The editorial published in this month’s PLos Medicine noted that the unhealthy diet of shift workers should be deemed as rising occupational health harm. This editorial was based from a work done earlier, also published in the journal, that described the connection between the rotating shift work patterns among US nurses and the higher risk for developing type 2 diabetes.

Presently, shift work is a very typical work pattern, observed globally—both in the developing and fully developed societies. About 15-20% of the workforce in Europe and United States are involved in this work pattern. Furthermore, this is becoming obviously common in the health care sector. Additionally, this kind of work pattern is very much linked to poor eating habits, even made worse by the greater accessibility of junk food in comparison with healthier food choices.
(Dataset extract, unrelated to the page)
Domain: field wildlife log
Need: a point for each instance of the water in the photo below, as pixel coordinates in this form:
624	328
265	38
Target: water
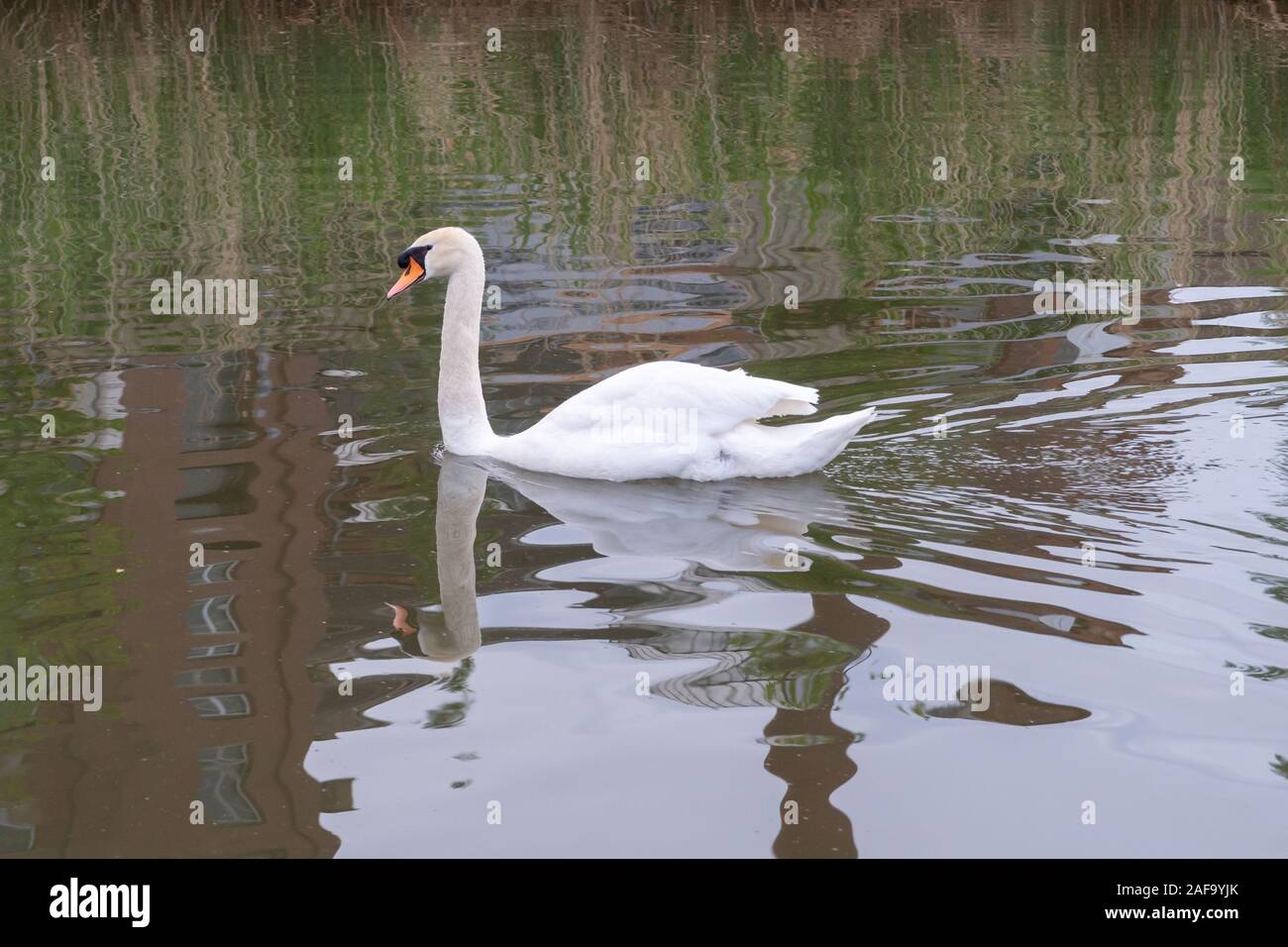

The editors believe that patterns of work should be deemed now as a certain risk factor for developing obesity and type 2 diabetes. These diseases are evident epidemics in the urbanized society and sooner or later, in the underdeveloped ones. They further recommended that solid action is necessitated to respond to this health issue. For example, the governments should pursue legislation towards the improvement of habits of the public and apply concrete measures in ensuring that healthy eating more convenient and cheaper than otherwise. They further suggested that unhealthy eating habits could now be deemed justifiably as a novel kind of occupational hazard; also, work settings, especially those employing shift workers, should take the initiative in eradicating this health threat.

Furthermore, as unhealthy eating should be responded to by the workplaces, the workers themselves need also to take responsibility of their own health. At the end of the day, they are the ones who will benefit or be harmed by this.